Char-grilled Spencer Culf king prawns with mace and cardamom.

Whisky and Spice Dinner at The Cinnamon Club

Pairing a New World sauvignon blanc with a summery, fresh prawn dish is normal. It can complement as much as any seasoning, unmasking and fusing with different flavours. But just seeing whisky any time before the digestif is likely to raise eyebrows. On a mission to change this perception is Master Blender Richard Paterson, using The Cinnamon Club’s Whyte & Mackay Whisky Evening as a vehicle to do so. Five courses of some of London’s finest Indian food were each paired with five selected whiskeys.

THE FOOD

Opening with melt-in-your-mouth king prawns, a touch of cardamom added a gingery zest to the smokey flavour of the tandoor-style cooking. Served on the side was a Dalmore 15, described in one review as ‘smooth as a Highland loch on a still summer’s evening’. It felt a little strange drinking whisky with a starter, but it was surprisingly tasty.
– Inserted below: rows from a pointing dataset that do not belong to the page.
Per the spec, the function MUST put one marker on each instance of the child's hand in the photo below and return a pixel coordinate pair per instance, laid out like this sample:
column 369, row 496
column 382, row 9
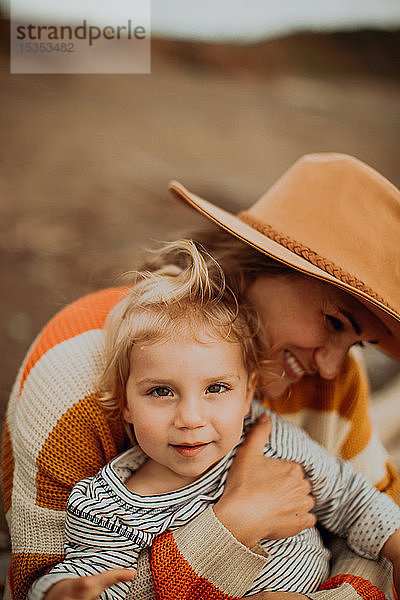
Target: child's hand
column 88, row 588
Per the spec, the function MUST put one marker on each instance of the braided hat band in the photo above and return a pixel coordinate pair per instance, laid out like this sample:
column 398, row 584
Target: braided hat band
column 332, row 217
column 313, row 257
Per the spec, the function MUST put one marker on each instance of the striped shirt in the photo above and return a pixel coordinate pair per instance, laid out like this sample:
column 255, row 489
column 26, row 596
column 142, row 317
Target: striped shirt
column 107, row 525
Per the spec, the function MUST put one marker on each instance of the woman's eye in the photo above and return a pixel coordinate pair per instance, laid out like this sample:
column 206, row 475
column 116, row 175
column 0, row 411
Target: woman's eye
column 161, row 392
column 334, row 322
column 216, row 388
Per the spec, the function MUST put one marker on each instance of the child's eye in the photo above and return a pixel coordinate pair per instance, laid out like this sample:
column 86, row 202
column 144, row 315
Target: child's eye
column 160, row 391
column 216, row 388
column 335, row 323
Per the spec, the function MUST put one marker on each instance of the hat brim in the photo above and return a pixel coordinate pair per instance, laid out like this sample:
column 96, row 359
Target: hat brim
column 389, row 344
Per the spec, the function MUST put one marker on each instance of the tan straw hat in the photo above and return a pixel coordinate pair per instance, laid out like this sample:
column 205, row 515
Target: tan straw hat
column 333, row 217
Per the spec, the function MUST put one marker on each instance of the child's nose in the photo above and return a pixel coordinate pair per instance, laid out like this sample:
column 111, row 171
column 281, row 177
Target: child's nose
column 189, row 414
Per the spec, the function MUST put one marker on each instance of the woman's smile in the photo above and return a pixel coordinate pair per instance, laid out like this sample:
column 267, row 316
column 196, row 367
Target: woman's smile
column 310, row 327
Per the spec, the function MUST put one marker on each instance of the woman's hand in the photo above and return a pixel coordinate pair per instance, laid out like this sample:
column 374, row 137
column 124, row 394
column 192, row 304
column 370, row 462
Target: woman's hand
column 264, row 498
column 88, row 588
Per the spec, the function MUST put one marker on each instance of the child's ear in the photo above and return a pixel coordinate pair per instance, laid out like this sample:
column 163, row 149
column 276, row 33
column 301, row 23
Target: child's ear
column 126, row 413
column 251, row 386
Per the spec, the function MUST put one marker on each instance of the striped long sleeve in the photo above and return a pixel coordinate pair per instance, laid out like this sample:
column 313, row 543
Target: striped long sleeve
column 56, row 434
column 108, row 525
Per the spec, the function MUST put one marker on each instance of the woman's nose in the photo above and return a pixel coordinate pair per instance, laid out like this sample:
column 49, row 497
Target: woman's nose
column 189, row 414
column 329, row 358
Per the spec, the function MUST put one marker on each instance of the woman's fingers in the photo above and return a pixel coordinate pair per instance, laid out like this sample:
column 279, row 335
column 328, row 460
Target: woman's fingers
column 264, row 498
column 90, row 587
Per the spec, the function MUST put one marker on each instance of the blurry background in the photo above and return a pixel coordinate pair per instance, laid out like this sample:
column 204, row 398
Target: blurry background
column 229, row 105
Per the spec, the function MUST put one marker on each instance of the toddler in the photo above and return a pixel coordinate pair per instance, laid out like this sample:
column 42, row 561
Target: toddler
column 182, row 365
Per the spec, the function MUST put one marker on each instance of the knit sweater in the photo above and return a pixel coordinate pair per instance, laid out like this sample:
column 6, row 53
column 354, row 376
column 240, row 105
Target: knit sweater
column 56, row 434
column 108, row 526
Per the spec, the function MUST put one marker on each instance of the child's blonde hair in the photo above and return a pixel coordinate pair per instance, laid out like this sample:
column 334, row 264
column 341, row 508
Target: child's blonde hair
column 188, row 293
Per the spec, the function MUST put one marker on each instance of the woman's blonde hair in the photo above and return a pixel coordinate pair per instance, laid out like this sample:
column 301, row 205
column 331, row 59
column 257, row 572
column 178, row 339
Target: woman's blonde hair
column 188, row 292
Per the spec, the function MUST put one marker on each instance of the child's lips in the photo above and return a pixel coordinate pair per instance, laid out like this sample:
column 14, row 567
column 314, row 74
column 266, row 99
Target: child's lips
column 189, row 450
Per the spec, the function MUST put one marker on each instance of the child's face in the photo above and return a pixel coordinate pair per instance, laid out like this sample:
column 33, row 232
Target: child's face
column 186, row 399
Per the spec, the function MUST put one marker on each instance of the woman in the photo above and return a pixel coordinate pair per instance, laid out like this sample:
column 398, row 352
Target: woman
column 320, row 268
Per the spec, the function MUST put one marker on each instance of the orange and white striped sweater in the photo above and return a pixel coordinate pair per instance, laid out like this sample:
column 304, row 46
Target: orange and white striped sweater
column 56, row 434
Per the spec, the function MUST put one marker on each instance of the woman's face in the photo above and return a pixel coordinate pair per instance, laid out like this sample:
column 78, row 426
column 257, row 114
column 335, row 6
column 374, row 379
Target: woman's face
column 310, row 325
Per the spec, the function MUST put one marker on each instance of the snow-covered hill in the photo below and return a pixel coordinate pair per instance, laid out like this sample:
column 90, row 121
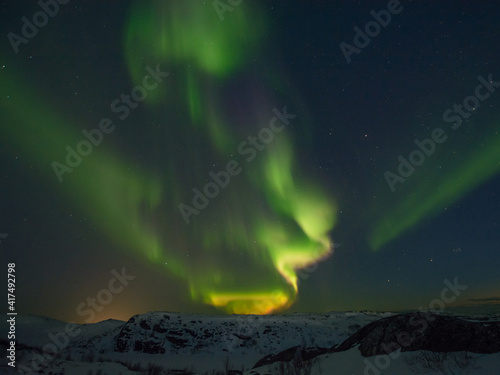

Next up was a sliver of sea bream, served marinated in a coat of shallots and chillies. The bite of the shallots’ balanced the delicate texture of the fish and a small serving of green mango and coconut chutney, deep red from yet more chilli, added flavour as well as colour to the plate. Served alongside the dish was Whyte & Mackay’s ‘The Thirteen’, unique as after 12 years it is put into sherry casks to ‘marry’ for another year.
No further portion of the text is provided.